A common way to find Karen in her yard
Growing up in suburban Chicago, nature was a corner vacant lot. My butterfly collection came from the alley and specimens off the grill of the car. I learned about birds and fish from family in rural Iowa and nature diversity from family station wagon vacations across the country. After college, I moved to Pennsylvania where I discovered warblers and got obsessed with birding locally, across the US, and other countries. I was amazed that some people knew what tree a bird was perched in. So I learned plants and studied behavior. On slow days, I started to look downward at the wildflowers blooming. Then, I noticed what was pollinating the flowers.
I bought my first camera at age 11, purchased from baby sitting money, and upgraded to an SLR in college. Once I started my working career, photography was reduced to a vacation hobby. All that changed in 2009 when I purchased my first digital DSLR. My goal was to document the native bee pollinators in our yard. Instead, I couldn't stop at bees and discovered an entirely new and fascinating world of insects I barely knew existed, let alone in my yard.
Ever since, I have focused on photographically capturing and learning the native plant and insect behavior and interaction that I observe. I have participated in "citizen science" throughout my adult life and contribute insect sitings to several organizations.

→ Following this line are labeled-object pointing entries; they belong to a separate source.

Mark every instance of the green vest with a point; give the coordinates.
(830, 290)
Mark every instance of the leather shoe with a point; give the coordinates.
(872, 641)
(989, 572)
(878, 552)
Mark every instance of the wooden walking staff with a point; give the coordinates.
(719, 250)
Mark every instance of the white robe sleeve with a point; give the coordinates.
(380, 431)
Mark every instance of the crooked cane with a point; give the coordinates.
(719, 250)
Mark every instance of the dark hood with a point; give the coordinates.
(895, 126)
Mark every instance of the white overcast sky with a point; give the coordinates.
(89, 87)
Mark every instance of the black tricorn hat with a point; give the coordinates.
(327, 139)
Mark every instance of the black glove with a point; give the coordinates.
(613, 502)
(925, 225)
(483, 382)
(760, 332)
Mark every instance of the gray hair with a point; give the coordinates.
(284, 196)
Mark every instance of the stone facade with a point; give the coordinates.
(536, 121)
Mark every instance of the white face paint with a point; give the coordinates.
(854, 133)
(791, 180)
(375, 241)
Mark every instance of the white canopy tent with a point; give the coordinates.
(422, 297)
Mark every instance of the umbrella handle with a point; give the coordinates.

Growing up in Iowa I spent a lot of time exploring creeks, weedy undeveloped lots, and woodland areas. Not really a nature-nerd, my relationship with nature seemed natural and normal. Even while studying for an engineering degree at ISU, some of my strongest memories are nature discovery experiences.
As a young working adult, Karen talked me into attending a beginning bird-watching class. I found myself enamored with the little woodland jewels they called warblers. Warblers led to all the other birds – equal opportunity interest! Birds led to plants, mushrooms, rocks; really anything natural (and with a field guide). With Karen by my side I would deep dive into each thing and then move onto the next. I’m a generalist at heart!

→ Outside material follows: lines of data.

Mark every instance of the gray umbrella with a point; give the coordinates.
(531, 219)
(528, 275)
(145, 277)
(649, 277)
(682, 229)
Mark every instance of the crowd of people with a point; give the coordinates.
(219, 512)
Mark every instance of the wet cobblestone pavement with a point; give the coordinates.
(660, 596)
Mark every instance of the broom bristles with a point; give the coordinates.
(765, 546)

Life presented me the opportunity to change careers. So I followed my interests to achieve a BS Horticulture degree that led to starting my own landscape design business. My passion then and now is ecologically healthy landscapes comprised of native plant communities. The habitat I designed and created with Karen at our home has been my lab for this work.
I’ve long enjoyed photographing plants and landscapes, but Karen’s interest in photographing the critters of our yard has rubbed off on me. I now greatly enjoy the same passion for beauty in the close-up imagery of nature surrounding me, finding something extra special in revealing the lovely moths attracted to our lit porch.
Gary relaxing at a local park
The Story of Our Yard
In our wildest dreams, we never expected to discover the number and types of species of plants and animals that now live or visit our property!
In 1999 we purchased a 4 acre rural residential lot that was a fallow cornfield of noxious weeds surrounded on 3 sides by small woodland patches and hedgerows of mostly invasive shrubs. Gary created a Landscape Design Master Plan that we methodically executed over many years. The primary habitat elements of our property are the 2+ acre meadow, extensive gardens of native plant communities, a 1/2 acre of woodland, and a naturalized pond with stream. The pond adds much needed habitat diversity to our dry rocky upland slope. We enclosed an acre of the property with deer fencing for protection against browsing.
What we have come to realize, through our careful observations and photographic record keeping, is that the diverse native plant dominated habitats that we’ve created are magnets for attracting birds, mammals, and a diversity of arthropods - insects and spiders - we didn't know existed.